Will is left alone with the crime scene photos and hallucinates first the process by which the heart was constructed, then the heart transforms into deformed likeness of the raven stag that has always symbolised Graham’s relationship with Hannibal. Through out the last season the stag had mutated into a more human form as Graham understood Hannibal better, when he began to seemingly follow the murderers lead it regained its original form, until it died with Will’s betrayal and Hannibal’s vengeance. This particular origami display can be understood as Hannibal’s broken heart, a valentine written on a dead man. Will and Abigail discuss what might have happened if they had simply gone along with Hannibal in the first place and whether this is a sign that Lecter misses them or is simply playing with them. Will points out that Hannibal is doing nothing for Abigail because she is already dead. No one else in the episode has interacted with her because she is only an element of Will’s imagination. The viewer sees that, whilst the surgeons fought to save Will, Abigail was simultaneously being autopsied. Lecter’s mind palace is filled with things, Graham’s filled with people he could not save. This is a plot device that I was rather expecting- personally I’d hoped that this would be the case with Bedelia Du Maurier in season one, since she interacted only with Hannibal for all of her early appearances. Now that he has faced the truth about Abigail, Will Graham is alone again. However this is merely an illusion, Hannibal is still in the chapel. Graham advises Pazzi to give up his search lest Lecter kills him, then descends into the catacombs to look for the cannibal. The darkness hides him from view but Will confesses to the shadows that he forgives Hannibal for his betrayal, just as Hannibal once forgave him. Since Hannibal murdered Abigail immediately after his own pronouncement, we can assume that Will means this as a threat as well, the hunt is on.
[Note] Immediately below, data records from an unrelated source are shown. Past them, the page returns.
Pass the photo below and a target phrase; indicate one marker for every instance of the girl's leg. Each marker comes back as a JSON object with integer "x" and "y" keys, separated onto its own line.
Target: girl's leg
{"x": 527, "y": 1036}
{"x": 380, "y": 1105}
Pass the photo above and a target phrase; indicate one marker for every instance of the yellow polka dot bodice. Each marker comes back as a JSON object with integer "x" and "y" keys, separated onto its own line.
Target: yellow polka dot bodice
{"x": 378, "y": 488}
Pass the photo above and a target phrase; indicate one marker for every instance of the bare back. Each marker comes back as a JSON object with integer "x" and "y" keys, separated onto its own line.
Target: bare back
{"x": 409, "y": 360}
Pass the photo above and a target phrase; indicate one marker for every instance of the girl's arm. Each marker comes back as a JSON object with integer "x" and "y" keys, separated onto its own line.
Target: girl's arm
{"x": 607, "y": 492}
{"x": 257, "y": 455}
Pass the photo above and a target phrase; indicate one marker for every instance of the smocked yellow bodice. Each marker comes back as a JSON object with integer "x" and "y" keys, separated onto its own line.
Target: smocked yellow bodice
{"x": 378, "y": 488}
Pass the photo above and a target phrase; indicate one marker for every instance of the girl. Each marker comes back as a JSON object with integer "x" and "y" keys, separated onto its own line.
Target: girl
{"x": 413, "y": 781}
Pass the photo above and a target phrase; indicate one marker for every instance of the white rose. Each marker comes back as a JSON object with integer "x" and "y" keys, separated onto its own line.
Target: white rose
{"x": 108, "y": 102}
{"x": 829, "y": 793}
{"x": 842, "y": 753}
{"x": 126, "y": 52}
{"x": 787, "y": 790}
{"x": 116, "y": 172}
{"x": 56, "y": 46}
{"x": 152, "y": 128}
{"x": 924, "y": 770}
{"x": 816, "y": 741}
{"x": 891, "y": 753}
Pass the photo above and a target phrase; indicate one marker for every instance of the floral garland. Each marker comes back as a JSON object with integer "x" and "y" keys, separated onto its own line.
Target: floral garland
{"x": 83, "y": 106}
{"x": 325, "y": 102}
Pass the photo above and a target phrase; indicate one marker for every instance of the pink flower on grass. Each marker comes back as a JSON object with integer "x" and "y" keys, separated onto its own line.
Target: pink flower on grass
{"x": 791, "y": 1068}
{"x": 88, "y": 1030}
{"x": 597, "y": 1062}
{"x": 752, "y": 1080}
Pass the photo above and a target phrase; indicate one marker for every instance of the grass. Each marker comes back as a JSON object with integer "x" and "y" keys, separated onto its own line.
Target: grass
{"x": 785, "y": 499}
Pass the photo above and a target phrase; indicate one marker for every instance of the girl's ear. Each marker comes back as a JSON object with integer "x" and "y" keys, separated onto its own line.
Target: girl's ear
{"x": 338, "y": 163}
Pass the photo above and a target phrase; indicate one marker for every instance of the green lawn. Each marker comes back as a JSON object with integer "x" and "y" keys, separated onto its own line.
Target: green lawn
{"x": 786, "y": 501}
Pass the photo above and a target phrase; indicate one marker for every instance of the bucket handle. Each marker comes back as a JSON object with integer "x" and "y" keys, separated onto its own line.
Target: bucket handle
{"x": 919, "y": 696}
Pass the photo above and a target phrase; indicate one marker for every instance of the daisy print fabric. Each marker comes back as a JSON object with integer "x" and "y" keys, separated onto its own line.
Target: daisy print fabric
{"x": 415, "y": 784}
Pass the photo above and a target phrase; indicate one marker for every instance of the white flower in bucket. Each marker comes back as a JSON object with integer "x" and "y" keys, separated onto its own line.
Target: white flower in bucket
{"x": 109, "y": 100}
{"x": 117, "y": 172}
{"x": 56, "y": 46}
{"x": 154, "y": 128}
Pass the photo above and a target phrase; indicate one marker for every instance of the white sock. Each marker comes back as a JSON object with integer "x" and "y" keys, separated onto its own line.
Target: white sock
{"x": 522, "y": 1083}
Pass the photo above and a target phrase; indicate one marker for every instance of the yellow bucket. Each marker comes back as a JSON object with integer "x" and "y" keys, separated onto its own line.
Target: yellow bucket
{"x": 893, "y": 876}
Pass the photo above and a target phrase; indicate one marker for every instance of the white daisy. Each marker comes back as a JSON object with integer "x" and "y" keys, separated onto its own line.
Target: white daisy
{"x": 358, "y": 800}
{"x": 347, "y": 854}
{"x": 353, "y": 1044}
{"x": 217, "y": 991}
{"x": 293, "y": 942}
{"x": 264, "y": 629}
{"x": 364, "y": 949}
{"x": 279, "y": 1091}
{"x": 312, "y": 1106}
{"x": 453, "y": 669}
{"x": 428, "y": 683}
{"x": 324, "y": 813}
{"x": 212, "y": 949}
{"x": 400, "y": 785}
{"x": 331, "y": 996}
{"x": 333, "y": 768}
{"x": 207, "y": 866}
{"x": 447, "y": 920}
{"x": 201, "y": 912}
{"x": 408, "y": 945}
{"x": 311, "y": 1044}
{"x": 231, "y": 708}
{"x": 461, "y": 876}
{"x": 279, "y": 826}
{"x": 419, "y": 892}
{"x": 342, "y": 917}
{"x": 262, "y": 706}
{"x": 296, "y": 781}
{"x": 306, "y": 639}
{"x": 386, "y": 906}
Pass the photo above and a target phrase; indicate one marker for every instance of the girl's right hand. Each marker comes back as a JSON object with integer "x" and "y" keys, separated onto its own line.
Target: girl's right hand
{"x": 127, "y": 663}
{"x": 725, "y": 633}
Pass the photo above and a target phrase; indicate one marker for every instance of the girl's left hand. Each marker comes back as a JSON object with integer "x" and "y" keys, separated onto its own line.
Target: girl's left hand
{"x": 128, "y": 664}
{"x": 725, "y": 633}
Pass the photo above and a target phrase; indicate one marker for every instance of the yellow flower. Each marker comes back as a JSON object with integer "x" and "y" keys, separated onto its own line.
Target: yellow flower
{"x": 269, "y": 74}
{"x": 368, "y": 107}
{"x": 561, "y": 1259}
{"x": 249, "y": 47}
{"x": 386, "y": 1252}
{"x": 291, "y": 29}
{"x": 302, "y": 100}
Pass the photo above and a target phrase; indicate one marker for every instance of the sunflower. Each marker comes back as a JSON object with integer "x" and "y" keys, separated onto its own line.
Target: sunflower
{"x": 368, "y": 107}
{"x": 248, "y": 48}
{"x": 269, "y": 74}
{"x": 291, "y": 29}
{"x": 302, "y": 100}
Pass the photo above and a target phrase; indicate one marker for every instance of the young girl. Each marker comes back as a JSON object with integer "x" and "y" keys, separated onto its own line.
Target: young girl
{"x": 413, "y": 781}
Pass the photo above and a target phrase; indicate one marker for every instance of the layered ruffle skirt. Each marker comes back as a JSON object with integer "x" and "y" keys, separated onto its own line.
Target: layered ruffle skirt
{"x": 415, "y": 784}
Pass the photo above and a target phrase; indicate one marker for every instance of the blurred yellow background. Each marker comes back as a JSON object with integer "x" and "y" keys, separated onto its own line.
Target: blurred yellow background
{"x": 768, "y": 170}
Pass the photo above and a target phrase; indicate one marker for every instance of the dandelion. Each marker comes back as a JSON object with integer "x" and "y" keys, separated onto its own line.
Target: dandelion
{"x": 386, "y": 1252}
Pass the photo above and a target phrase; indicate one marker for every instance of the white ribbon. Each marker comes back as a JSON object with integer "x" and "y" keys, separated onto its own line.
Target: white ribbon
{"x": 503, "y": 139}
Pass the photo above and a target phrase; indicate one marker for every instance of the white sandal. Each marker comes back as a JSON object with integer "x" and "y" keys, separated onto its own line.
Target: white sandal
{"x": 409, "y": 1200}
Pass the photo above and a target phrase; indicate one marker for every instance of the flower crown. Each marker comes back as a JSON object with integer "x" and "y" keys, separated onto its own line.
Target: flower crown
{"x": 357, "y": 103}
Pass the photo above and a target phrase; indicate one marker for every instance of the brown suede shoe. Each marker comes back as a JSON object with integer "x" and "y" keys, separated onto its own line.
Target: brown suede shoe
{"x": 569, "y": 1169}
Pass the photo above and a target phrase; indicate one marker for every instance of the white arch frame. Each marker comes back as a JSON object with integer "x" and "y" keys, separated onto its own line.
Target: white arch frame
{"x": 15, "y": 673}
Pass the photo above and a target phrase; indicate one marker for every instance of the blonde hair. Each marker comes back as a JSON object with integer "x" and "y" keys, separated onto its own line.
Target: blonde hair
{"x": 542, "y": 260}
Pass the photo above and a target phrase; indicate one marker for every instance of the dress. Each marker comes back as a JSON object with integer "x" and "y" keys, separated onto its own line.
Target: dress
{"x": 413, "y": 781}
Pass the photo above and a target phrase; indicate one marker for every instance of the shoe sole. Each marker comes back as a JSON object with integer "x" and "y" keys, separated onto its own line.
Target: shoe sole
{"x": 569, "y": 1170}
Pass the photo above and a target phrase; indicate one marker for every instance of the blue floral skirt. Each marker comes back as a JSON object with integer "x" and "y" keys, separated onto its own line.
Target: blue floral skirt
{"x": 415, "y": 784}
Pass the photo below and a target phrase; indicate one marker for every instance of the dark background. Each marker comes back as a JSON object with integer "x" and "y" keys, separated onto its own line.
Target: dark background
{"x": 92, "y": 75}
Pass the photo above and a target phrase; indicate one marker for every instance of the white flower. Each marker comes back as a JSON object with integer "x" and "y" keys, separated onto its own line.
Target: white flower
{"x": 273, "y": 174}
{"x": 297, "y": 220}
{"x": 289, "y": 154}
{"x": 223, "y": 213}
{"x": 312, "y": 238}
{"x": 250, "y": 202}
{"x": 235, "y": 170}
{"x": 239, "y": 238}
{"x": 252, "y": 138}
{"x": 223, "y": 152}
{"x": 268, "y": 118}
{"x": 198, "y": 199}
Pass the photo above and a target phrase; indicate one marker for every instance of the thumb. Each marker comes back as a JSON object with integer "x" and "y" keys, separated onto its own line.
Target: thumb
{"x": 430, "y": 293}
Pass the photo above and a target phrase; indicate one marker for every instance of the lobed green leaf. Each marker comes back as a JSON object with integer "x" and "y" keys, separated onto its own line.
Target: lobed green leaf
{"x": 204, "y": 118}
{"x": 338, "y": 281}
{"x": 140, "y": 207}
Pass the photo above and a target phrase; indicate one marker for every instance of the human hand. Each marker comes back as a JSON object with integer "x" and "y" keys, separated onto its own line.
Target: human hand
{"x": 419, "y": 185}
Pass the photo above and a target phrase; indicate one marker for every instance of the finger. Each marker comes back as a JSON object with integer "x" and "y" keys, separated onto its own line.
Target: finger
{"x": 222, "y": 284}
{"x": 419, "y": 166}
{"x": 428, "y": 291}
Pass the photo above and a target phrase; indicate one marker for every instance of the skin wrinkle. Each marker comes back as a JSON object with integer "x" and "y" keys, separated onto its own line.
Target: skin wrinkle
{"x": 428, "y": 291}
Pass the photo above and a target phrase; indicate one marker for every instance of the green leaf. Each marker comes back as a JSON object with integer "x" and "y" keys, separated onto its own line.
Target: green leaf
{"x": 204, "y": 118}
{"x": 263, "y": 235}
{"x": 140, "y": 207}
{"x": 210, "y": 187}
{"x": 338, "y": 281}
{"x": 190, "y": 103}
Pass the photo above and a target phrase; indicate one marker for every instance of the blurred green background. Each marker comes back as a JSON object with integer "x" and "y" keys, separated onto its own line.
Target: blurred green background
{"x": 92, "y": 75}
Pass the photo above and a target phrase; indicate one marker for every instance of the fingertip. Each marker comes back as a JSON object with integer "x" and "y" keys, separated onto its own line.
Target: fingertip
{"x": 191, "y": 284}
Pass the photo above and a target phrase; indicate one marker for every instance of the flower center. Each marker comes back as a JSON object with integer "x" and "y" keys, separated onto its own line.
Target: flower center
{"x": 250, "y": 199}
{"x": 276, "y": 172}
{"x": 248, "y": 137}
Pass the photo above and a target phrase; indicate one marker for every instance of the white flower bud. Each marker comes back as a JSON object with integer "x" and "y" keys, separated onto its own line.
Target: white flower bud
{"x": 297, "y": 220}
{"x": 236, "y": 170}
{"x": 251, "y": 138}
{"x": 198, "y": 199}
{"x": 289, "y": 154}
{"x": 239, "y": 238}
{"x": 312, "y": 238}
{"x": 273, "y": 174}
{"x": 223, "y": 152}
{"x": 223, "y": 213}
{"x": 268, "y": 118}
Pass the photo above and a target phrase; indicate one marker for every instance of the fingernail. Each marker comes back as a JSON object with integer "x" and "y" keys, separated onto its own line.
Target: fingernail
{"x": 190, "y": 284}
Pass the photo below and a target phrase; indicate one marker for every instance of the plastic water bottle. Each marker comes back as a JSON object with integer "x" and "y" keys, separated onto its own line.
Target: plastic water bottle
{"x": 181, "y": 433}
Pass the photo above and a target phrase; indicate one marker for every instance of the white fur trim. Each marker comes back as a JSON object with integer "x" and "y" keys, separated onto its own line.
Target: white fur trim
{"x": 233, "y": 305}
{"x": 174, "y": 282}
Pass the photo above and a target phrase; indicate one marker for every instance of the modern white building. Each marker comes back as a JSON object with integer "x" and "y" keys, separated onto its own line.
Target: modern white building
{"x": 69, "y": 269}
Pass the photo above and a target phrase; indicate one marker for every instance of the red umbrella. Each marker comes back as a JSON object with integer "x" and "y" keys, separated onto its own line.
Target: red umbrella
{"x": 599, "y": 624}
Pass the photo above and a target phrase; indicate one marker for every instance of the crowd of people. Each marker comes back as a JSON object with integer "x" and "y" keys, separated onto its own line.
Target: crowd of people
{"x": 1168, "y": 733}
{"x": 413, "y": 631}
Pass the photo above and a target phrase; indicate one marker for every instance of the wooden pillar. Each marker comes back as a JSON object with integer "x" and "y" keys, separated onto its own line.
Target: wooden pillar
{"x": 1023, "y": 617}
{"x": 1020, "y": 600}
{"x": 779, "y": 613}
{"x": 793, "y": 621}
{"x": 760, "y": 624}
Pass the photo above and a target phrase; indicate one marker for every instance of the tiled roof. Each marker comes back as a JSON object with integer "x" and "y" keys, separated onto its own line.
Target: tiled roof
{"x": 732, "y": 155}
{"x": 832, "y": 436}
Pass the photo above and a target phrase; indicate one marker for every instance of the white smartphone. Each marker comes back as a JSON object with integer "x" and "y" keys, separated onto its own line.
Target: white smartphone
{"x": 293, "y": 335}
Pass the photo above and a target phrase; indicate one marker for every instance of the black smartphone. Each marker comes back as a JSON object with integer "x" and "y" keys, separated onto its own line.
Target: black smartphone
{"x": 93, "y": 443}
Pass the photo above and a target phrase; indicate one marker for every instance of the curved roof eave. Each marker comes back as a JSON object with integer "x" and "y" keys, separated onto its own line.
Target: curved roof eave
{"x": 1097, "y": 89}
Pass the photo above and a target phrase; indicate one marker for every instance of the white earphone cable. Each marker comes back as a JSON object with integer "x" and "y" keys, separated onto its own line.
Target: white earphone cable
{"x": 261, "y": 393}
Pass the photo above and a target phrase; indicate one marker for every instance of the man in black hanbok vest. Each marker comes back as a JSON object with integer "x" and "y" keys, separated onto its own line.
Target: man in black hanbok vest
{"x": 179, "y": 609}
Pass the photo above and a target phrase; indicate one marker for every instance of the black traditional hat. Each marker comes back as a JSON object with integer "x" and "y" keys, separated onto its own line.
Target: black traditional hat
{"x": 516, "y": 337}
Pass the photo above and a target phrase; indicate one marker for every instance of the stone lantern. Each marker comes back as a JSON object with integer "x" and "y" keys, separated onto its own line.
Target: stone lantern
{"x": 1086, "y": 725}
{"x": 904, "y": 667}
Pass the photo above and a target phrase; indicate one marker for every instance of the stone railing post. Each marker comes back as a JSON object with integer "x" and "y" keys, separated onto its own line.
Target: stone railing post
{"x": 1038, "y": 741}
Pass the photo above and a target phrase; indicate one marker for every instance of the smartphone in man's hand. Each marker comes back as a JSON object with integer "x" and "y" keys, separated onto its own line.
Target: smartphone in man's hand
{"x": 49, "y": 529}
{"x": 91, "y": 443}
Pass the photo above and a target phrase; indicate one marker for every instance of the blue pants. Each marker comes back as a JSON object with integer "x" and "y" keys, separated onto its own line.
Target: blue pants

So a sad but inevitable end for dear Abigail Hobbs and we STILL don’t know the fate of either Alana Bloom or Jack Crawford. Although Alana could have been the bandaged blurry figure that Will met on first regaining consciousness- the two characters do have similar builds and hair, and whilst Jack was stabbed in the neck it’d be pretty hard to confuse Laurence Fishburne with Kacey Rohl. After last week’s tense episode filled with questionable food porn and faux domestic bliss, it’s almost a relief to get back to something like the police procedural we’re used to, albeit elegantly shot in a variety of luscious Italian locations. It might often be brutal but it can never be said that the Hannibal production team miss any opportunity to make every scene visually enthralling. Whilst we felt as powerless as Bedelia as Hannibal’s plans unravelled around him, the return of Will Graham gives us someone who can take charge and actively pull the threads of Lecter’s machinations apart. However Will’s stability, always so tenuous, has not really returned to him during his recovery. Between the hallucinations of his long dead pseudo daughter, the visions of buildings crumbling around him and the newly monstrous raven stag; it is clear that Graham’s mind is far from well. It isn’t even clear whether Will is there on official business or otherwise. Even he himself warns Pazzi against trusting him, since the detective has no way to tell what side Graham is on. W know he is hunting Hannibal, but is he looking to capture him or to join him?